The host of this NSDF event, Andy Apollo, has featured in blockbusters such as 1917 and Murder on the Orient Express, and is set to appear in Netflix’s new fantasy series Shadow and Bone. Josh O’Connor is best known for his role as a young Prince Charles in the Netflix series The Crown, for which he recently won a Golden Globe. Apollo began the masterclass by asking O’Connor how he felt about winning such an accolade. He truthfully replied that the idea of competition in acting is “silly” and while it was nice to be acknowledged, he highlighted how awards are mainly centred around business and marketing.
It was this no holds barred approach that characterised the discussion, which then focused on O’Connor’s dyslexia and how this functions alongside his acting career. He views it as a positive thing, as in the arts “you’re encouraged to think outside the box and great art comes from thinking in a different way”. His motivation to pursue acting came from “wanting to be popular and impress people” and the drama studio was where he felt most comfortable at school and at ease with his dyslexia.
The dialogue around the struggles with the life of acting was where the event really came alive. Attendees learned that Apollo and O’Connor have been close friends since drama school where they lived together while studying and working. They exposed the unglamourous side of auditioning, which often had a less than 24 hour turnaround, and not having enough energy to put into the auditions because of the many part time jobs they had to juggle in order to live. At one point, O’Connor was balancing four jobs on top of auditions, and he stressed to aspiring actors that you lose control over your day-to-day life. Your schedule depends on what jobs you get or auditions you go for, and this massively affects your personal life. He emphasised that it is important to have some kind of support system beneath you to fall back on when things get tough.

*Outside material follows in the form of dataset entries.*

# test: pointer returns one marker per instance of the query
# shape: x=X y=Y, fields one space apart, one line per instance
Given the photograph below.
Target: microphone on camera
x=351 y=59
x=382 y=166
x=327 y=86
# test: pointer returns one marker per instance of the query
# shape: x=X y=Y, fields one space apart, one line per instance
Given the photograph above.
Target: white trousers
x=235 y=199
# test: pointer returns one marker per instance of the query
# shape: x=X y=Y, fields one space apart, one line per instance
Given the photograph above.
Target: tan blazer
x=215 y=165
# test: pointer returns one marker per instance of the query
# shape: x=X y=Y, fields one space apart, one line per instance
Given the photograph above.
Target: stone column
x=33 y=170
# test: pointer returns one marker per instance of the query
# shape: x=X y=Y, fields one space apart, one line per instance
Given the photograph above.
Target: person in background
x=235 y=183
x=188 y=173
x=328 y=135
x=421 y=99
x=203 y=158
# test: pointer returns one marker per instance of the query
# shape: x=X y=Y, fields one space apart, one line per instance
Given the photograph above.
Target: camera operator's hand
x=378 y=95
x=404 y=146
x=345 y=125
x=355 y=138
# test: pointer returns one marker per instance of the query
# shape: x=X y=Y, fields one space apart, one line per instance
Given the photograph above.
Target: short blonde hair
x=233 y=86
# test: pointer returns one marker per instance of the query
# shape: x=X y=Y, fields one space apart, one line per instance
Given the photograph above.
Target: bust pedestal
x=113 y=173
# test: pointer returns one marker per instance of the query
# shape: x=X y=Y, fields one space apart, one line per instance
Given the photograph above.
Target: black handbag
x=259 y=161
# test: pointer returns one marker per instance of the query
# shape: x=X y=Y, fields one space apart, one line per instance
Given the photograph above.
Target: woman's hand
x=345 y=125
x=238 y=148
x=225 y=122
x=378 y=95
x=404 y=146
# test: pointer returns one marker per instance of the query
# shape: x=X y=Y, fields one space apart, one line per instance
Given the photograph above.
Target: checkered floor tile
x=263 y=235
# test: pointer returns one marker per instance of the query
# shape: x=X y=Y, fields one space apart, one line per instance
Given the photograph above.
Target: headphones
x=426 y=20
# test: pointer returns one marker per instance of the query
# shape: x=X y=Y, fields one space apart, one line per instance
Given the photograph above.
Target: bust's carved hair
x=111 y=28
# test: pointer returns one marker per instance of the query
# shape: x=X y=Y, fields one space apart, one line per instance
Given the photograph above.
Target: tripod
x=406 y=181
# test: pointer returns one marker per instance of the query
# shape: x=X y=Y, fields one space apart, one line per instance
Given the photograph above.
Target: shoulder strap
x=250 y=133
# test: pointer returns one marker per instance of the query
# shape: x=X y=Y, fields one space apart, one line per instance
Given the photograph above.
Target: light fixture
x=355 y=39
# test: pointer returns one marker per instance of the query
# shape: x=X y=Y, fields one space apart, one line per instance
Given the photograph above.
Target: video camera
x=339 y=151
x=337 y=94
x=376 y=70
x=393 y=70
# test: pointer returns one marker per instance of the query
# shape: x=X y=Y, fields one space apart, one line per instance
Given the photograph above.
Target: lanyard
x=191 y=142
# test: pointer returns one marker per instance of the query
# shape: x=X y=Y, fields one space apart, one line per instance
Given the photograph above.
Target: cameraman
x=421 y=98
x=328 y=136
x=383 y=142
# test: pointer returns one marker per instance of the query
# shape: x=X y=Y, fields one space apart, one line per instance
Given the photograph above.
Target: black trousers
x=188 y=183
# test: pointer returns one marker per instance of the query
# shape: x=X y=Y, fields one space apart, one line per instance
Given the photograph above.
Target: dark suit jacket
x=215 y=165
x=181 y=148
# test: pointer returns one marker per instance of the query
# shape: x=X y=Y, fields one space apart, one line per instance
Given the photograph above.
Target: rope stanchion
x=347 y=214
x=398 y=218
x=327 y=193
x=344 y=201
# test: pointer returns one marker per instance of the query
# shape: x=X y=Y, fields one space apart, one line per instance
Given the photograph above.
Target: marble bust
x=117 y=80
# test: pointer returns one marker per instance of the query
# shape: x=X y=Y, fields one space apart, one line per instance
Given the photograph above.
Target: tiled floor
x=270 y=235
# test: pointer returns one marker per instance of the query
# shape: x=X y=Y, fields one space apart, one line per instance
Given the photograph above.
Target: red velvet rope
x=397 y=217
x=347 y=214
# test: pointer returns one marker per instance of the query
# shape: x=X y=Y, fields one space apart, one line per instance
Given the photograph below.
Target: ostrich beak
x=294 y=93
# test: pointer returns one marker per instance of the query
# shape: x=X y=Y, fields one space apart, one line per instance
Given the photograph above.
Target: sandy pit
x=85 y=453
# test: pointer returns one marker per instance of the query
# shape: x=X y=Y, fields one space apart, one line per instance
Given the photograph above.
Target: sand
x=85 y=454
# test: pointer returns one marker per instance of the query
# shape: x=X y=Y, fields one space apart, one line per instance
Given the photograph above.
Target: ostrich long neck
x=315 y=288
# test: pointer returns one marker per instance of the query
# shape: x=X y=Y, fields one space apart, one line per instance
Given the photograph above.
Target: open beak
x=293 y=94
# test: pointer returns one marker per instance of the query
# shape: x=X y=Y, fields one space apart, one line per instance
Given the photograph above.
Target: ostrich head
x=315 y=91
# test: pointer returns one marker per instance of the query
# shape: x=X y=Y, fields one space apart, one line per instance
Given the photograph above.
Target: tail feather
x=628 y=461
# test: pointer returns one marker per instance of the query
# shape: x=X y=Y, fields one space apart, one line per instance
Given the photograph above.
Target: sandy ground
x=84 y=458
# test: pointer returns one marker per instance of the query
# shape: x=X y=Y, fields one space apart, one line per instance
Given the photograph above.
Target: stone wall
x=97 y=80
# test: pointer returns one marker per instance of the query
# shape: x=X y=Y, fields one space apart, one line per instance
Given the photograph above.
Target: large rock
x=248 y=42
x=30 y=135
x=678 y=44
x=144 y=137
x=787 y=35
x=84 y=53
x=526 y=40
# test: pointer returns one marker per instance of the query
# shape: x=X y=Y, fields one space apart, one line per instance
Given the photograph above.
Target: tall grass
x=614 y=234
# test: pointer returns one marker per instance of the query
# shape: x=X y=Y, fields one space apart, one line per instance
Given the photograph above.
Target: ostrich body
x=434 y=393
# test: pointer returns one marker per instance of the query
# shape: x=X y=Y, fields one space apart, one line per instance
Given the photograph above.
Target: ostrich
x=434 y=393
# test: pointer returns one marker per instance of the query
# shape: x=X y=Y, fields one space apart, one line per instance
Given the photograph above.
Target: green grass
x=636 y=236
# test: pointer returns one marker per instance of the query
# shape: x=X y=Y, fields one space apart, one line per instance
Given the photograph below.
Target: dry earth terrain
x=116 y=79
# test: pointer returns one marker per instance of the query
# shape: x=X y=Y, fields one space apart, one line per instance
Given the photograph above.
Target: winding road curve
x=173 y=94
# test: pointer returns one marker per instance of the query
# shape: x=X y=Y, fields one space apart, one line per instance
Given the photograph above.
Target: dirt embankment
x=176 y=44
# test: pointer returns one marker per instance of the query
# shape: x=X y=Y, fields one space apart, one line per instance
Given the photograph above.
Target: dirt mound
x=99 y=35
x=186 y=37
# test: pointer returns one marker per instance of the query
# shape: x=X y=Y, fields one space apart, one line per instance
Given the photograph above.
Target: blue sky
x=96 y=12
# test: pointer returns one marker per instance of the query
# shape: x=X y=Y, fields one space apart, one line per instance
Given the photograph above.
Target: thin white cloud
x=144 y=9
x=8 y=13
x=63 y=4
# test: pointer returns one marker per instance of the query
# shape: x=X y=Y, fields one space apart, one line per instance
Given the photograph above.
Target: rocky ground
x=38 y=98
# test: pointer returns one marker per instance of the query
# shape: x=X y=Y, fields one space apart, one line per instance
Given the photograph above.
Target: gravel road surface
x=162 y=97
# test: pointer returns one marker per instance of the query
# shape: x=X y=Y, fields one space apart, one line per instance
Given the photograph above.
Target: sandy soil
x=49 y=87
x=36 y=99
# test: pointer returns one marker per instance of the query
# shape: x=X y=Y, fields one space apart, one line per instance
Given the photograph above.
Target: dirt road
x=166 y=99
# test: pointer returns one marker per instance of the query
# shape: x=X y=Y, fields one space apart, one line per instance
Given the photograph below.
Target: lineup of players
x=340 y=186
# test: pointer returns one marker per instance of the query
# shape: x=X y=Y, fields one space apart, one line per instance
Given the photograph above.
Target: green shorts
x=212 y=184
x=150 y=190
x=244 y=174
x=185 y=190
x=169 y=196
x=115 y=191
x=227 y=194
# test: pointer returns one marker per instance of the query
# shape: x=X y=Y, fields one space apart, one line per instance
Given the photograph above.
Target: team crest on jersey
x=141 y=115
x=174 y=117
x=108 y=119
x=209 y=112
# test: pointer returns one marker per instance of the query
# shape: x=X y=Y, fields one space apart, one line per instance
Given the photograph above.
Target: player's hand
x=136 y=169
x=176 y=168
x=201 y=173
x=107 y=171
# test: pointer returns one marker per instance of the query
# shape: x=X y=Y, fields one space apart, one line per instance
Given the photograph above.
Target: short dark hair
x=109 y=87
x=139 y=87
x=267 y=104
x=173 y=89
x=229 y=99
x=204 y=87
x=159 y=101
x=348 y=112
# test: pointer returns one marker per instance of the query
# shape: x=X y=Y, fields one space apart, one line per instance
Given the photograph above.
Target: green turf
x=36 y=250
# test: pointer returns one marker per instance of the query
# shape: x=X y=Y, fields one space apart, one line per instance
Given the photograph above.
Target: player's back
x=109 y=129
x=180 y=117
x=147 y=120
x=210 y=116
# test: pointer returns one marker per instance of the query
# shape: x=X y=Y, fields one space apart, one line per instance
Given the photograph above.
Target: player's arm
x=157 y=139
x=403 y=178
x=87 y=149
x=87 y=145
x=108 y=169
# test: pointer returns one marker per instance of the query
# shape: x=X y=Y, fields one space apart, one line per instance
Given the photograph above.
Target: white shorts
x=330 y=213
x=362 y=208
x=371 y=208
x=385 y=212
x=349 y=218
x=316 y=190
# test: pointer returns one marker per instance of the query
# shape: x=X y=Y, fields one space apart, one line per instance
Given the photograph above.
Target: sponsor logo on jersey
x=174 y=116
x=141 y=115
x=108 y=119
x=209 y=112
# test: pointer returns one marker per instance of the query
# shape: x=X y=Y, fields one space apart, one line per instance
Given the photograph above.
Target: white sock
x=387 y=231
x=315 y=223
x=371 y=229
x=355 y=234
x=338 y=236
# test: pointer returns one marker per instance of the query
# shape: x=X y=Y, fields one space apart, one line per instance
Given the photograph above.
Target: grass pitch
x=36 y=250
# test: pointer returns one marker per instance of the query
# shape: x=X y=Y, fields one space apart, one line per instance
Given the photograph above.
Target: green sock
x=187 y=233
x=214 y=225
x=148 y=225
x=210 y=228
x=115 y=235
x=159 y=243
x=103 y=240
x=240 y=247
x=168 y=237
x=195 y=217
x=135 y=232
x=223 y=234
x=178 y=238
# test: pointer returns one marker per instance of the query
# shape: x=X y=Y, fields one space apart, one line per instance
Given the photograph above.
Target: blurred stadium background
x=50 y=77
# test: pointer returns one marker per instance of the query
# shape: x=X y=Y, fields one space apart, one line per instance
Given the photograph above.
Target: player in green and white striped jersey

O’Connor is a passionate advocate for mental health, which he referenced in his Golden Globes acceptance speech. He admitted that acting is a psychologically difficult job as actors spend most of their time empathising and losing themselves in fictional worlds, which can make it easy to lose the patterns of normal life. It is important not to rely on validation from jobs, and even if you love a particular role, the comedown once filming wraps can be harsh. He recommended self care practices such as meditation or exercise, as “actors only have their expression and they have to keep that in check, like a race car driver tends to their car”.
When finally asked for the favourite moments of his acting career, O’Connor settled on getting his first audition for the Royal Shakespeare Company and his first episode of The Crown. He insisted that he feels incredibly lucky, and sees the auditions as the hard work and the acting jobs as a holiday.